So here’s where we are at:
Marriage counselling is wonderful…truly life changing. Our counselor, PL, is amazing and wise and funny and exactly what we need as we navigate this very tricky path.
Our first few sessions with him were about the dirty details. We went through the events, as they unfolded, and how we felt. We went through our histories and our childhoods. We expressed all of our negative emotions and shared how it made us feel. These sessions were so, so hard and so, so emotional (I shed A LOT of tears). He asked us difficult questions, and we gave difficult answers. It was the most challenging time…but also the most relieving: everything was finally out in the open and there were no more secrets. At the end of each appointment he gave us a simple task (go on one date and only talk about your favourite things, go see a movie together and dress up for it, go for a walk in the woods, etc).

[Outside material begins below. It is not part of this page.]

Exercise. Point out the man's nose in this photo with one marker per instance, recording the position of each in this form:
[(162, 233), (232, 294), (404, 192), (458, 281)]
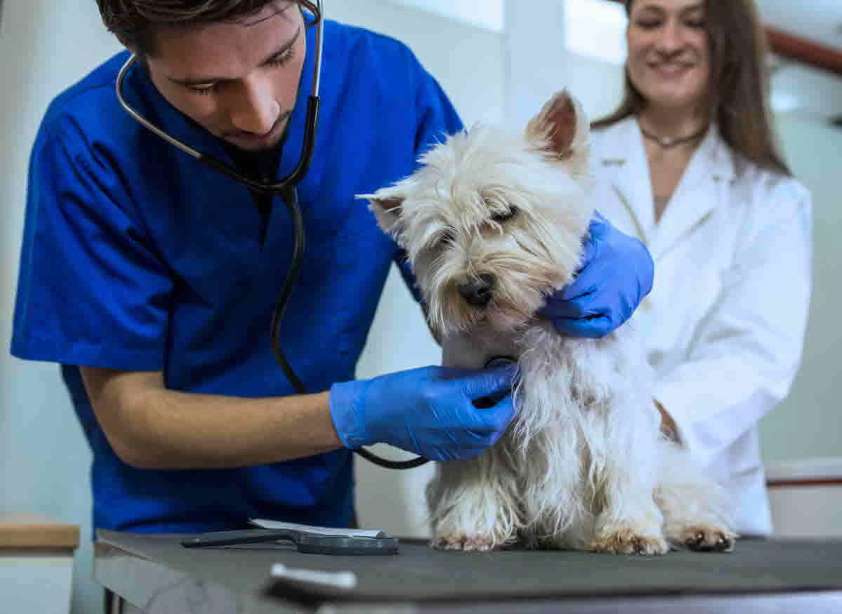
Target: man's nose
[(256, 109)]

Then he sat us down and we had the most difficult conversation of all. He explained that our marriage could not go back to the way it was, it was forever changed and if we wanted to go forward together we would need to build something new together, fall back in love, and start over. He made it so clear that we both had a choice to make – to stay or go, and we it was time to make that choice. This was the most emotional conversation, but we both whole heartedly agreed that we wanted to start over and move forward, together: married.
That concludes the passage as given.